Secondo Pannella, «delle due, l'una: o il Vaticano ha doverosamente e riservatamente avvisato il nostro Presidente della Repubblica di questo fatto importantissimo, di incriminazione della legislazione delle istituzioni italiane; oppure non l'ha fatto». Conclusione: «Io devo pensare che il Presidente non ne fosse informato, perché altrimenti non si spiegherebbe il motivo per cui, come gli avrebbe imposto la Costituzione, non abbia risposto alla decisione dello Stato del Vaticano ».
La Santa Sede, per parte sua, aveva già sopito sul nascere le polemiche riprese da Pannella. Giuseppe Dalla Torre, presidente del Tribunale del Vaticano, ha spiegato l'altro giorno a Radio Vaticana che le nuove norme rappresentano «una semplificazione rispetto alla legge del 1929». La «novità di maggior rilievo» è che «fino ad ora, in Vaticano, abbiamo applicato le norme del Codice civile italiano del 1865 con crescente difficoltà in relazione al fatto che la società oggi presenta profili nuovi, aspetti nuovi ». Adesso viene richiamato «il Codice del 1942» che «ovviamente, pur essendo ormai anzianotto, è però più moderno».

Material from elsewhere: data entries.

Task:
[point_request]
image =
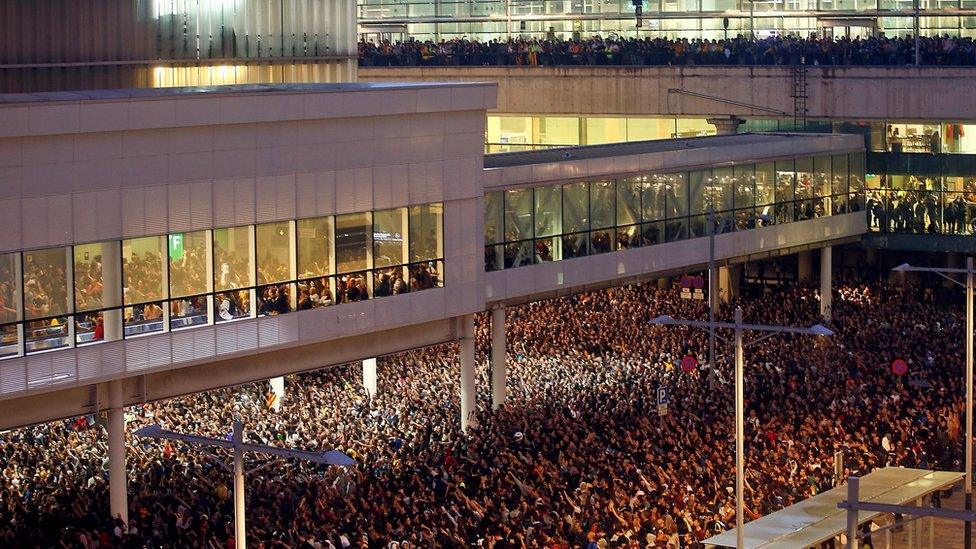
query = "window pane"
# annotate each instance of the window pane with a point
(189, 264)
(314, 247)
(494, 214)
(744, 193)
(602, 204)
(765, 193)
(188, 311)
(628, 201)
(426, 275)
(548, 211)
(352, 287)
(353, 242)
(676, 194)
(315, 293)
(9, 291)
(275, 249)
(389, 228)
(699, 193)
(426, 232)
(389, 281)
(46, 282)
(276, 299)
(143, 267)
(576, 207)
(653, 191)
(518, 214)
(718, 193)
(233, 258)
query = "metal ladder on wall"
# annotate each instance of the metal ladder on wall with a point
(799, 94)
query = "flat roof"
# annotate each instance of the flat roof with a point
(818, 519)
(168, 93)
(562, 154)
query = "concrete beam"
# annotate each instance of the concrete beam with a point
(73, 401)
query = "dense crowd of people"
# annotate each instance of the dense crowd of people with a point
(613, 50)
(578, 456)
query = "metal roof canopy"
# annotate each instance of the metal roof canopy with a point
(817, 519)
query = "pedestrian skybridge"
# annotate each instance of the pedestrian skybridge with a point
(560, 220)
(184, 240)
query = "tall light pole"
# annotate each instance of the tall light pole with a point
(738, 326)
(237, 445)
(944, 273)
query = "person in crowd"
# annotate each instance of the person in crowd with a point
(577, 457)
(787, 49)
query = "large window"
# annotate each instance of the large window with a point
(568, 220)
(275, 249)
(353, 242)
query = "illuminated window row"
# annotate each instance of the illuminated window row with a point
(61, 297)
(550, 223)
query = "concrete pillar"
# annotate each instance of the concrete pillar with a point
(826, 282)
(118, 500)
(469, 388)
(729, 278)
(726, 125)
(954, 261)
(498, 358)
(112, 290)
(369, 377)
(804, 268)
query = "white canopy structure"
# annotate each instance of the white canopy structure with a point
(818, 519)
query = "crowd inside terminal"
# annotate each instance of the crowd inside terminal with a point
(577, 457)
(533, 225)
(613, 50)
(89, 293)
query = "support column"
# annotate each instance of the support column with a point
(726, 125)
(369, 377)
(498, 357)
(826, 282)
(118, 499)
(469, 388)
(804, 266)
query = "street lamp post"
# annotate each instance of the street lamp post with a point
(738, 326)
(237, 445)
(944, 273)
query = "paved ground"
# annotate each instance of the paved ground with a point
(947, 534)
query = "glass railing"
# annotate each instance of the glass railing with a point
(528, 226)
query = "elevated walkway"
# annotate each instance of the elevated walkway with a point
(45, 385)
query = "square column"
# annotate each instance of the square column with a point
(369, 377)
(117, 488)
(826, 281)
(498, 358)
(469, 387)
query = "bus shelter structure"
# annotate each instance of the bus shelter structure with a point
(818, 519)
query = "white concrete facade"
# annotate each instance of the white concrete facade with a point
(77, 168)
(100, 166)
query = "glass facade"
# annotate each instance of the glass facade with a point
(689, 19)
(555, 222)
(899, 203)
(506, 133)
(88, 293)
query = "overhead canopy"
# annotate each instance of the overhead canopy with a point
(818, 519)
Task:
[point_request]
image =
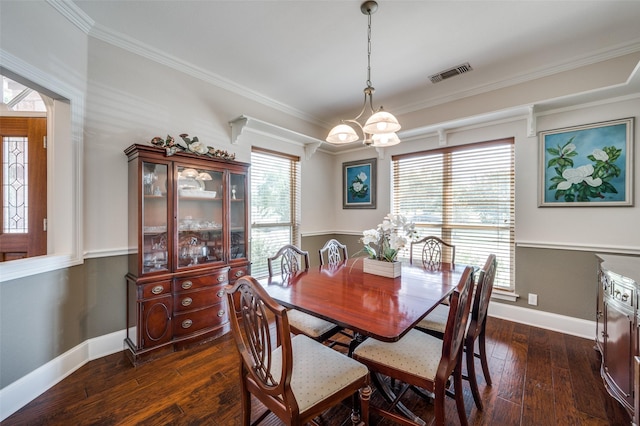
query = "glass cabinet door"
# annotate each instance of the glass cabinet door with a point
(199, 216)
(154, 218)
(238, 216)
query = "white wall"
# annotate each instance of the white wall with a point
(597, 228)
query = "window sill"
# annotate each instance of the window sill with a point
(504, 295)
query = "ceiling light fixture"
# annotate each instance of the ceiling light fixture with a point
(379, 130)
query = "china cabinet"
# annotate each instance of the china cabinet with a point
(188, 220)
(617, 322)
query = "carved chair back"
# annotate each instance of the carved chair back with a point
(334, 251)
(292, 260)
(432, 253)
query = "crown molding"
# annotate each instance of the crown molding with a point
(568, 65)
(81, 20)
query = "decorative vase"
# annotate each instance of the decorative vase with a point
(384, 269)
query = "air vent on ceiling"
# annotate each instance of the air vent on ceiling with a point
(443, 75)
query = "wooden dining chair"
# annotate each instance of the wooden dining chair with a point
(435, 324)
(291, 260)
(424, 361)
(294, 378)
(432, 253)
(334, 251)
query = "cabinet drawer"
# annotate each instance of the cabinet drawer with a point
(238, 272)
(191, 300)
(154, 289)
(195, 321)
(622, 293)
(193, 283)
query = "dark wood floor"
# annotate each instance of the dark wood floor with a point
(539, 377)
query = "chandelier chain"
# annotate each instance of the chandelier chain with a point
(369, 52)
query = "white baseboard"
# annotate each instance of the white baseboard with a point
(547, 320)
(27, 388)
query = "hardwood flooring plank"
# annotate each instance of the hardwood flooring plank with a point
(558, 351)
(506, 413)
(564, 406)
(513, 376)
(539, 357)
(538, 403)
(585, 383)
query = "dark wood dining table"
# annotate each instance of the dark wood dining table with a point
(370, 305)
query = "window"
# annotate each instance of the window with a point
(275, 209)
(23, 182)
(64, 114)
(464, 195)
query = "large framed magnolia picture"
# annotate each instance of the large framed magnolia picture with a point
(587, 165)
(359, 184)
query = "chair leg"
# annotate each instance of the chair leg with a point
(438, 403)
(471, 372)
(361, 416)
(483, 358)
(457, 385)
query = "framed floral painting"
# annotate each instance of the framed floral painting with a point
(588, 165)
(359, 184)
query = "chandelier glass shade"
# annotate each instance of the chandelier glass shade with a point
(379, 129)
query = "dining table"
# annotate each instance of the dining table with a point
(370, 305)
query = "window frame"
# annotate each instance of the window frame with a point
(65, 121)
(446, 224)
(293, 224)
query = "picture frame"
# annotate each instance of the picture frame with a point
(587, 165)
(359, 184)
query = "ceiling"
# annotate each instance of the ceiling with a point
(310, 57)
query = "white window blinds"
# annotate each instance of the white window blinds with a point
(464, 195)
(275, 206)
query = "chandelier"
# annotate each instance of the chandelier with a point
(379, 129)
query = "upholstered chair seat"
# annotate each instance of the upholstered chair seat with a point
(436, 320)
(319, 372)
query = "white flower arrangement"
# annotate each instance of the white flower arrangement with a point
(389, 237)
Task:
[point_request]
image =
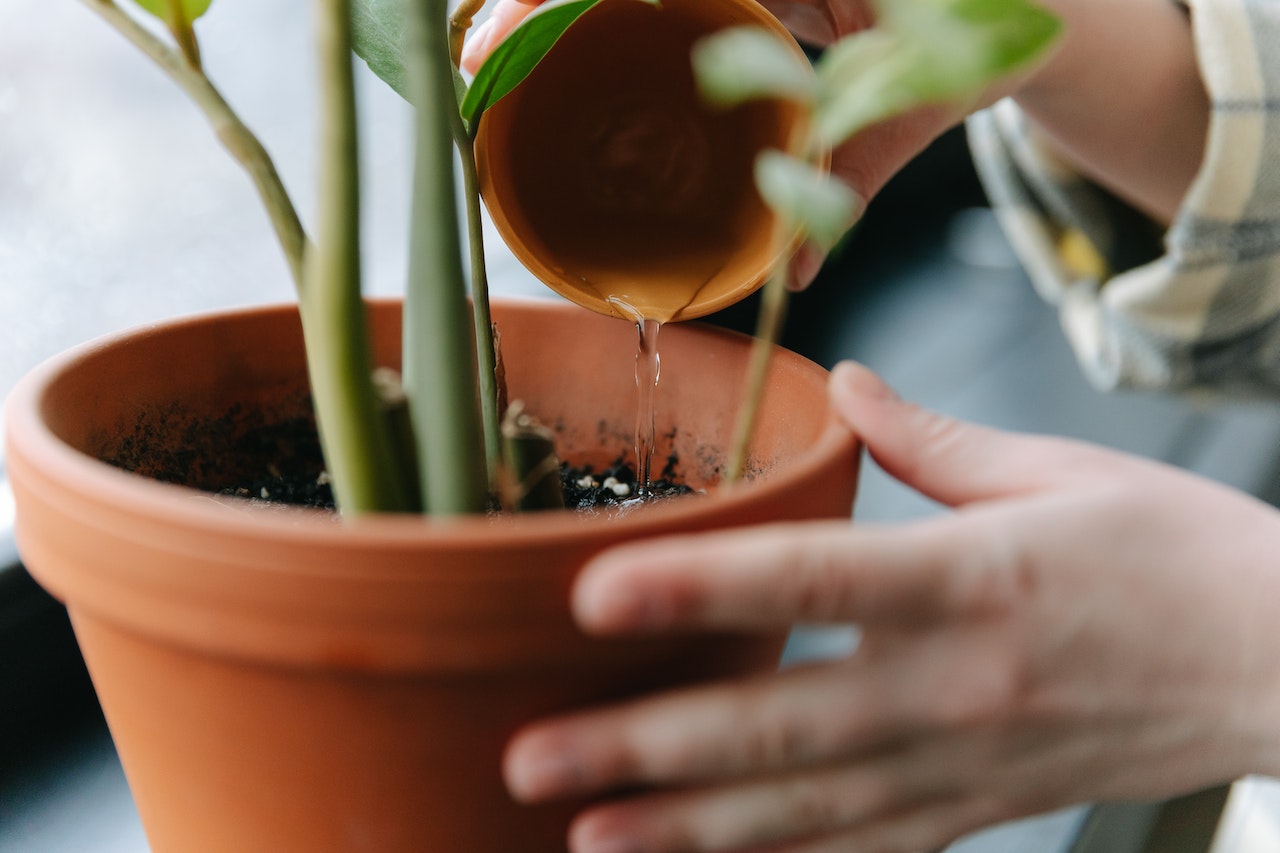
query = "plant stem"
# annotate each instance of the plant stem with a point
(231, 131)
(439, 343)
(356, 439)
(773, 309)
(481, 315)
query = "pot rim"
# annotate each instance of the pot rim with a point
(181, 506)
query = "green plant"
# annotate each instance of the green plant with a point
(920, 51)
(449, 374)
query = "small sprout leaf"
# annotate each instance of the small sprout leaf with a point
(520, 53)
(187, 10)
(378, 35)
(927, 51)
(801, 194)
(745, 63)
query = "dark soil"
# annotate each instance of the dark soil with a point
(298, 478)
(278, 459)
(584, 488)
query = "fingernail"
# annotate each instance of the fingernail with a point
(542, 775)
(586, 838)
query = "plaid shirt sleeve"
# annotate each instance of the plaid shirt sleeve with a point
(1198, 305)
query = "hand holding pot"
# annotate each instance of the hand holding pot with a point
(1083, 625)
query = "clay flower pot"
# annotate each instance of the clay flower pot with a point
(279, 680)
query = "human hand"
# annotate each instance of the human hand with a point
(1083, 625)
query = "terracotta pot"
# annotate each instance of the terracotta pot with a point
(279, 680)
(607, 172)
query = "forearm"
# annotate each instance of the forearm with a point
(1123, 99)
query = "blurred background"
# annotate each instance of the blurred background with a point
(119, 208)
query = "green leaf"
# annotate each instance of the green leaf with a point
(187, 9)
(745, 63)
(378, 35)
(824, 208)
(520, 53)
(926, 51)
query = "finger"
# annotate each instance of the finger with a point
(801, 719)
(819, 22)
(759, 813)
(504, 17)
(775, 575)
(804, 267)
(954, 461)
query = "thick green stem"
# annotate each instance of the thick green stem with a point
(439, 343)
(357, 445)
(233, 133)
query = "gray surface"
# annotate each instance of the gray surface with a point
(117, 208)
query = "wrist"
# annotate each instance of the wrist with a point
(1123, 100)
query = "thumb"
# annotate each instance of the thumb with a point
(949, 460)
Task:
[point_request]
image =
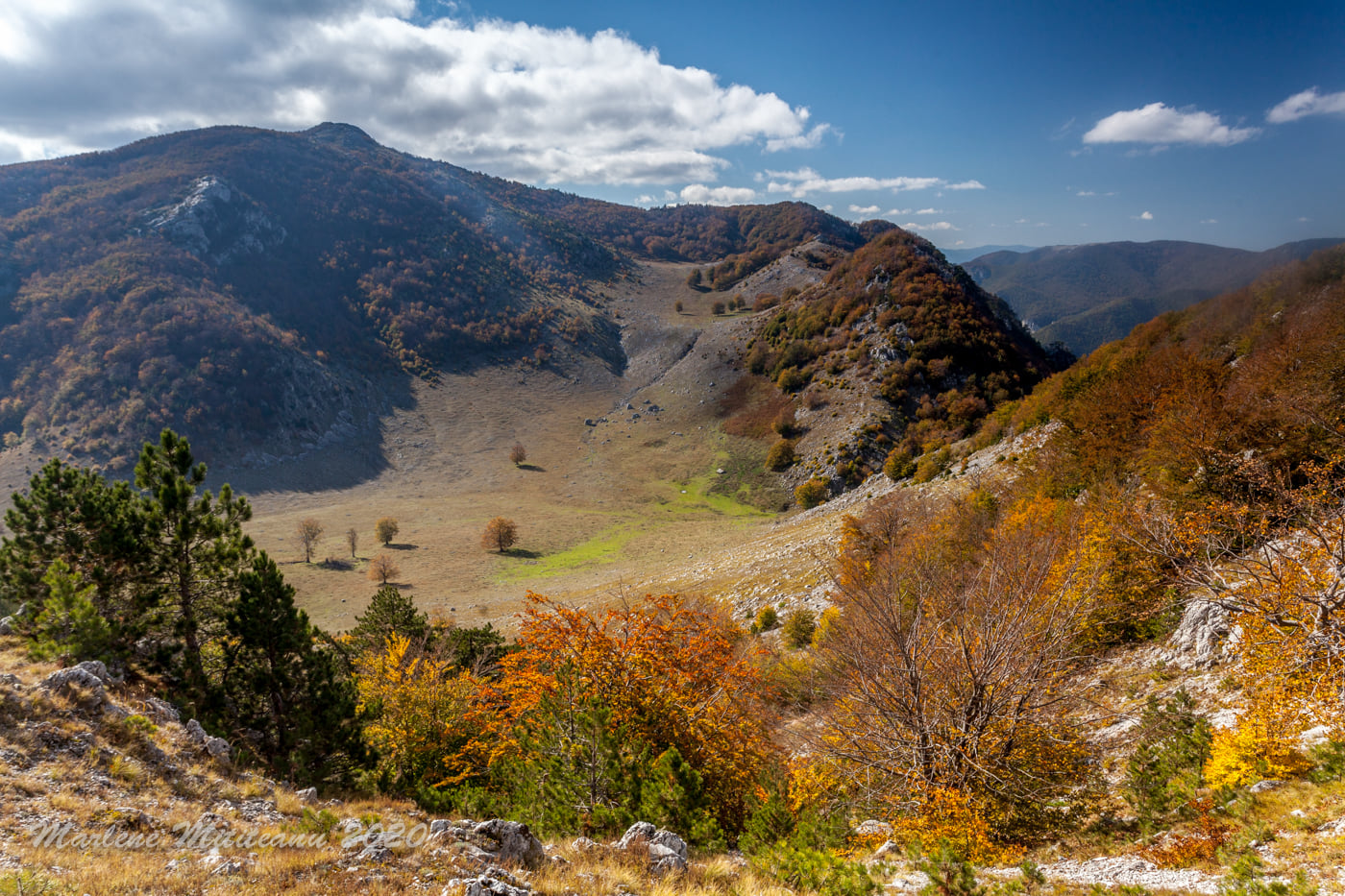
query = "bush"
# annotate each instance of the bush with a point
(799, 627)
(898, 465)
(780, 456)
(791, 379)
(1165, 771)
(934, 465)
(385, 529)
(816, 871)
(813, 493)
(766, 620)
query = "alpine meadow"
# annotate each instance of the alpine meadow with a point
(587, 472)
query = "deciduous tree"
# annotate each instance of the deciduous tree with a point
(308, 532)
(501, 534)
(385, 530)
(382, 568)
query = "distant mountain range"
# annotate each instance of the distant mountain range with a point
(1085, 296)
(962, 255)
(259, 288)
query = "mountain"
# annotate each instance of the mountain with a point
(898, 346)
(1092, 294)
(266, 292)
(964, 255)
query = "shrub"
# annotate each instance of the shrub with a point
(780, 456)
(791, 379)
(813, 493)
(799, 627)
(1165, 771)
(501, 534)
(766, 620)
(898, 465)
(385, 529)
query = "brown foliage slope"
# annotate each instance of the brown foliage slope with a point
(1186, 401)
(896, 315)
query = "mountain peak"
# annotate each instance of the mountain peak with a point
(340, 134)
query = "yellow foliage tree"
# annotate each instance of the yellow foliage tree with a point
(670, 673)
(419, 705)
(955, 651)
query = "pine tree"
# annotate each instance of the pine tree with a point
(389, 613)
(98, 530)
(69, 623)
(279, 687)
(198, 553)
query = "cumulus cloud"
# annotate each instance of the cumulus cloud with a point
(1308, 103)
(699, 194)
(806, 182)
(517, 100)
(1161, 124)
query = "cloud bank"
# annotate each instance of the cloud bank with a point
(517, 100)
(1308, 103)
(806, 182)
(1161, 124)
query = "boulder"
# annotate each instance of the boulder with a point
(665, 849)
(217, 747)
(1203, 628)
(510, 842)
(63, 680)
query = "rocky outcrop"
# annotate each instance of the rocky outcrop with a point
(665, 849)
(218, 224)
(1204, 627)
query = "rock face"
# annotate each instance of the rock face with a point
(665, 849)
(217, 222)
(217, 747)
(513, 842)
(1204, 626)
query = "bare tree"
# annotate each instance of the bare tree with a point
(309, 532)
(382, 568)
(500, 534)
(955, 651)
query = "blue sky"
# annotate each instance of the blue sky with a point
(971, 123)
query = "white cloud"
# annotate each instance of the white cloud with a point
(1308, 103)
(699, 194)
(518, 100)
(806, 182)
(1161, 124)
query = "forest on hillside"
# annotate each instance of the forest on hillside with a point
(944, 690)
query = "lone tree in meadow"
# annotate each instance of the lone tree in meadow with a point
(382, 568)
(500, 534)
(309, 532)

Nessuno sconvolgimento, insomma: «Non è che cambi molto, perché in realtà il richiamo alla legislazione italiana è sempre stato in via suppletiva — ha aggiunto Della Torre — . L'ordinamento vaticano ha sue leggi, ha sue norme. Non solo il Diritto canonico, anche se il Diritto canonico è sempre stato la fonte principale: non è che venga introdotto oggi come fonte principale nell'ordinamento!», ha esclamato. Sull'Osservatore Romano si parlava di contrasto «con troppa frequenza evidente » tra le leggi italiane e i «principi non rinunziabili». Ma «il filtro alle leggi italiane c'è sempre stato», dice il presidente del Tribunale del Vaticano: «Anche nella precedente legge del 1929, il richiamo alle norme italiane era in via suppletiva e sempre con un filtro: il non contrasto con l'ordinamento interno dello Stato vaticano con i principi e le norme del Diritto canonico e con le disposizioni di diritto divino, naturale e positivo».
Nessun gesto di rottura, quindi: «Essendo la Città del Vaticano uno Stato indipendente e sovrano, può modificare tutte le sue leggi come vuole», ha concluso Della Torre. Del resto «anche l'ordinamento italiano, come quello di qualsiasi altro Stato, prevede dei filtri alla recezione di norme di ordinamenti stranieri, perché evidentemente ogni Stato vuole cautelare il proprio ordinamento giuridico dalla intromissione di valori che siano incompatibili con i principi dell'ordinamento giuridico stesso».